Office building selling. Will I have to leave?

Hello CRE,
I come here because I figured you guys buy buildings all the time and I hope that some of you have had to kick someone out. Anyway, I will get to my issue:
I have rented an office space for 30 YEARS! Now it seems the owner is in a middle of a sale. We (tenants) LOVE this place as we pay half or even less of what a normal rent will be and the place is nice and in great location.

My problem is that I am sure the new owner will want to raise the rent to normal rents. Is there anything we can do? Or at least me that has so long here? others have 3-6 years. Its 5 office spaces.

I know its not to many laws to help us as there is for residential. Will leases be respected as long as we pay rent? are our leases voided?

Thank you for all your comments. I am a good tenant. Ive been here 30 years, but Im afraid my rent will double or more than double and in the SF bay area, that is a big ($) deal. I might start looking for a new place if it turns out I CAN be kicked out. I have 2 years left on lease and other tenants have month to month.

I am from California.

Thanks.

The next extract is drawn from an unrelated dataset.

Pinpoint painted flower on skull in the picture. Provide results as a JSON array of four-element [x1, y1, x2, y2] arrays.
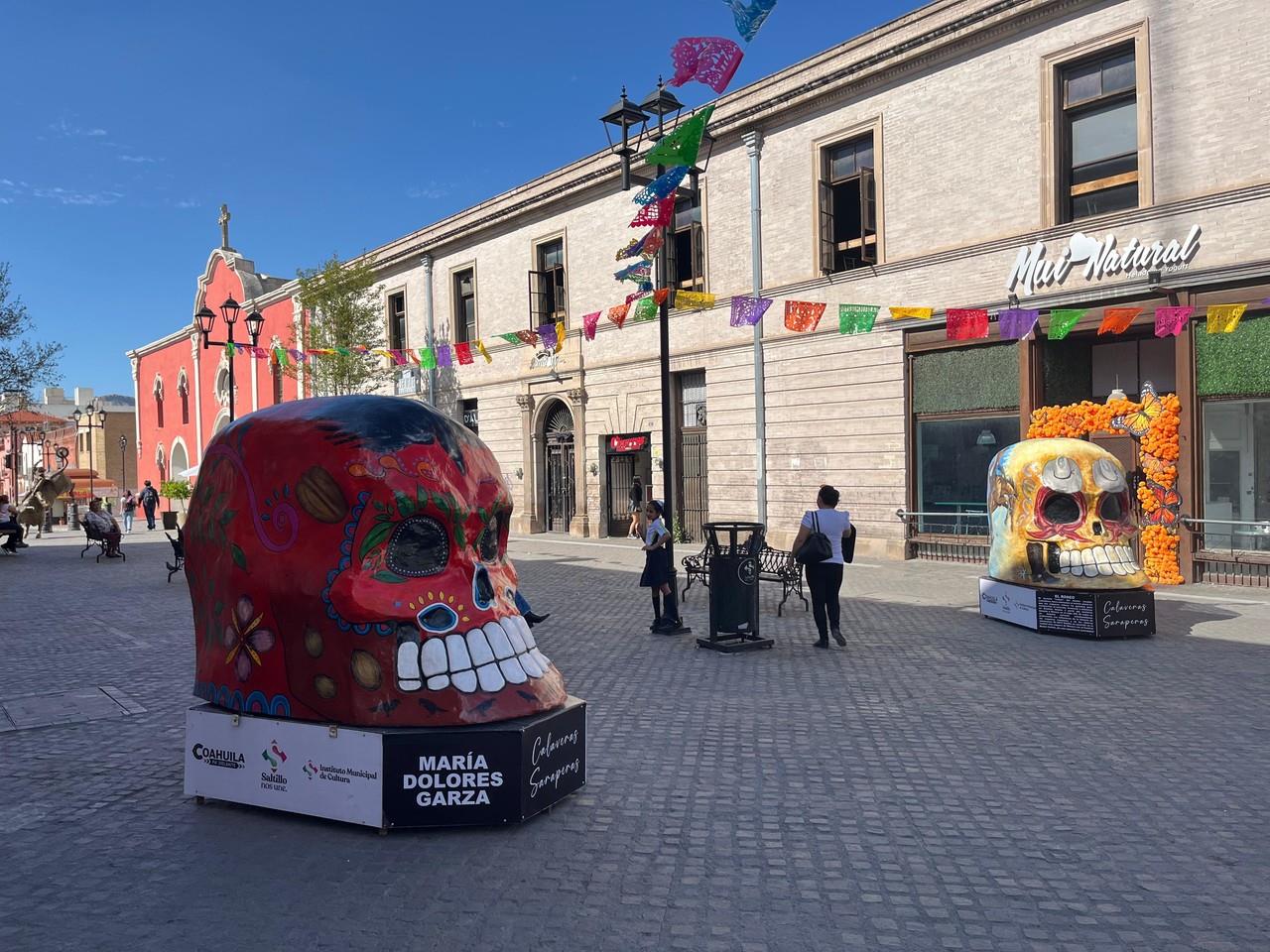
[[221, 595, 276, 680]]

A lot.

Leases have legal standing

If your lease is legal under your state law (written, signed, notarized, recorded) then it certainly can not be ignored and gives you superior rights to that property you’re leasing for the term (time) of your lease.

Find and read your lease to see if it fulfills your state’s lease statutes.

I once was involved in the purchase of a duplex where there was a long term renter who claimed multi-year pre-existing lease but a study of her claimed “lease” showed it had no validity under its state law because it wasn’t notarized or recorded.

Such a defective “lease” agreement is no more than a month-to-month rental agreement and as such is only valid 30 days at a time under states laws.

It was not recordable because its state recording law required notary’s acknowledgement and same was missing.

Go through your lease documents, you will probably get all the answers.